There is still a place for Derek Del Boy Chisora In the British house of heavyweight boxing. The big lad is not finished just yet.
Late on Saturday night, at a transformed Wembley SSE Arena, Chisora lost a decision over twelve rounds to Oleksandr Usyk. The fight was an eliminator for the right to fight Anthony Joshua and it was also meant to be the launch of Usyk as a heavyweight and Chisora’s last dance. Joshua was ringside in the latest boxing bubble, standing, throwing punches, ducking punches and trying to help Chisora, an old, old friend of his, win.
In the mock outrage at the outcome, it seems that Usyk’s arrival and Chisora’s departure might both be delayed. If this fight had been at the O2 in front of 18,000 fanatical Chisora worshippers, which was the plan before the lockdown, there is a very real threat that it would be considered a harsh decision. The angry howling of a mob often lingers longer in the memory than a dozen rounds of educated self-defence and masterful accuracy. Never forget that crazy swings, which miss by six inches, look like the greatest punch ever thrown from a seat 150 feet away - a live crowd would, I have no doubt, have voted unanimously for Chisora on Saturday night.
After the fight and as midnight approached, there was a growing sense that Chisora deserved more from the pens of the three judges. However, the arguments in favour of a draw or a Chisora win are misleading and that is because winning fights on guts has never been a scoring requirement. Losing fights on guts is, however, part of why Del Boy is so adored in my industry. And, the final results have nothing to do with “it depends what you like in a fight - aggression or boxing skills”, which is a stupid convenience used by losing fighters, their fans and their handlers whenever their brand of fighting fails to persuade the judges.
Chisora lost the fight fair and square, his bravery and heart never in doubt as he was picked off, made to miss dozens of times and staggered badly at the end of round seven. Chisora never stopped trying to come forward, but after about round three he fought like a man on a heroic losing mission, a man aware that he would be judged at the final bell on his willingness and ability to take punishment. He succeeded, we still love him and there is certainly no need for him to pull the slippers on just yet.

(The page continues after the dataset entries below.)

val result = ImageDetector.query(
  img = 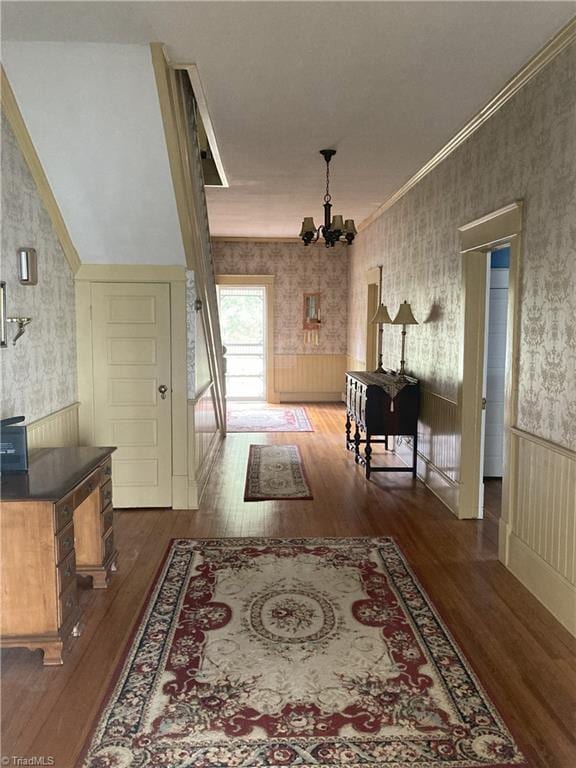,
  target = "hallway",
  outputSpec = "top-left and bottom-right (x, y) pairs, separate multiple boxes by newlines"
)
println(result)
(2, 404), (576, 768)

Chisora did have a perfect start, the start he promised and the start that David Haye, now his manager but once his enemy and opponent, predicted. Haye was furious at the final verdict, genuinely outraged and that type of blinkered conviction can be contagious - it can also be dangerous. A second watch, in a darkened room with a camomile tea, will probably reveal the painful details of Del Boy’s lost cause.
Usyk was caught and pushed back and shocked by Chisora’s opening pace in rounds one and two. It was the ideal start, the way for Chisora to use his years in big, big heavyweight fights, and his three-stone weights advantage, to make an immediate impression on the Ukrainian, a man being grandly pushed as the future of the heavyweight division. Usyk stumbled, moved, ran, turned away, smiled and was relieved to hear the bell to end the first round; at that point, after one completed round, Chisora’s chance had gone. It might sound harsh, but it is true because the element of surprise was removed from the fight. The speedy opening gambit was gone, Usyk knew then exactly what he had to do, he knew the threat level. Usyk might never be a great heavyweight, but he will always be a great thinker in the ring.

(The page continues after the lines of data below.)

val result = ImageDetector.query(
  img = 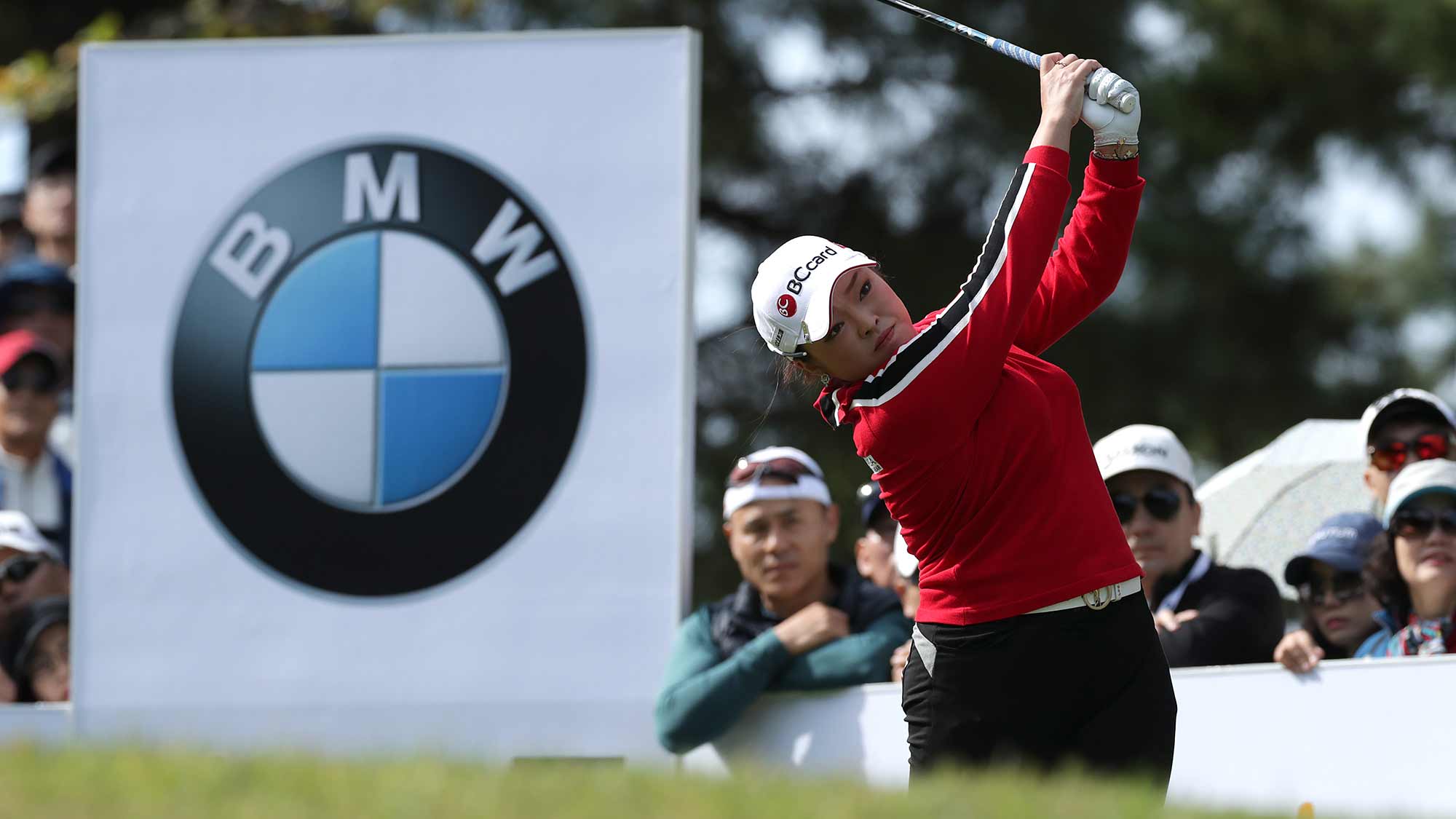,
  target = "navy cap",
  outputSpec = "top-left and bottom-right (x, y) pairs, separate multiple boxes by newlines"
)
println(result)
(31, 140), (76, 181)
(1284, 512), (1385, 586)
(855, 481), (890, 529)
(0, 194), (23, 224)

Once Usyk had his feet and hands working together, once he had measured the wild arcs of Chisora’s looping shots, he slowly transformed the fight. It was not a beating, but it was not close, not even remotely. Chisora was made to miss, touched with punches, caught with counters and hit with enough power to leave his face swollen at the very end. In round seven he was badly hurt, which he denies, just before the bell sounded and he stumbled as his inexperienced corner team sat him down. It was a worrying moment, dismissed at the end.

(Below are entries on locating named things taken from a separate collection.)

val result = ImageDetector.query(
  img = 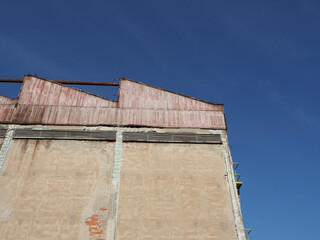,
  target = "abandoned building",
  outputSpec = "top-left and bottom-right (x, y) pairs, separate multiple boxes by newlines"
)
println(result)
(0, 75), (246, 240)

Chisora stopped throwing body shots after round three, seldom led with a jab and simply tried to repeat the success of the first round. A brief reprieve in rounds ten and eleven only added to the discontent when the verdict was read - Chisora still lost the rounds, but he did better in rounds ten and eleven than he had done in rounds three through nine. It is a delusional way to score a fight, a system based on improvement and not control; Usyk had to concentrate and work hard, but he had control.
There is a big, bold argument that Usyk won ten of the twelve rounds and an even stronger argument that Del Boy, without the emotion of attachment, lost ten of the twelve rounds. Eddie Hearn, the promoter, sat with Haye and thought it was real tight, but he admitted that he would sit down in silence and watch it again. It is a sensible, emotion-free plan and he will see a different fight.
The scores were 117-112 and 115-113 twice in Usyk’s favour. He is now a heavyweight after unifying all the belts at cruiserweight. Del Boy will go away, keep the momentum going for a rematch and then find another heavyweight mask for when he returns. He will be welcomed back and people will talk about the night he was robbed in his fight with Usyk.